If your JSONL files aren’t very large, you could just not pipe it to less and the colours should display fine.
I’m running in terminal on a Mac. The terminal properties are set to display ANSI colors. If instead I run the built-in recipe that runs NER
prodigy ner.print-stream en 1.jsonl
it does highlight with colors. So there is something wrong with my custom recipe. (Though I swear I’ve got it to work before.)
Do I have to do something special because I’m using custom entity names? The issue isn’t custom entity names. I see the same behavior if I change the names to CARDINAL and GPE.
However, since your recipe uses get_stream (which will then use the JSONL loader, since your file is a .jsonl file), the entities need to be in Prodigy’s expected format, i.e. a list of "spans", containing one dictionary per span. For example:
I got confused here because there are multiple serialization formats for this markup information. Prodigy uses span dictionaries. SpaCy uses entity lists. The spAcy command line tool uses something else again. I’m trying to settle on one format, but I’m not sure which one to choose.
Yeah, I definitely know what you mean – sorry if this is confusing. (We're currently working on improving the formats used by spaCy to make them more internally consistent.)
The reason we decided to use a different format for Prodigy is that we needed a format that was more open and flexible – and less specific to the individual tasks.
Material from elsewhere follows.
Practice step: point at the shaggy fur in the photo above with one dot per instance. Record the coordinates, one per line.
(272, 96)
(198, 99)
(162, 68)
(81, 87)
In spaCy, entities are entities – in Prodigy, "spans" can be used for entities, but in the end, they're whatever you want them to be. They're merely describing a span of text with an optional label and optional other parameters . What you do with them is entirely up to you. JSON objects are also generally nicer to work with if you need the data to flow through the back-end, front-end and REST API.
In case you haven't seen it already, you might find the ner.gold-to-spacy recipe useful. It takes a dataset of NER annotations, and converts them to spaCy's formats (either offsets or BILUO tags).
Your explanation of the difference between entities and spans makes sense. I suspect that standardizing the data structures between spaCy and Prodigy–choosing either dictionaries or lists of tuples–while keeping the “entities” vs “spans” nomenclature would clear this up. If the only thing differing between two data structures is a keyword, it’s apparent that the distinction between them is semantic.
ner.gold-to-spacy is helpful. I hadn’t noticed that before.
The one last data format question that is confusing to me is how the spaCy command line application fits in. Right now I’m writing my own programs that implement training loops. I’m thinking I’ll steal the idea from the spacy command of setting hyperparameters via environment variables because that seems like a good way to handle that whole mess. But I have the feeling that I’m just reimplementing stuff that already exists inside the spacy command. I’d rather just use spacy instead, but it takes yet another input format.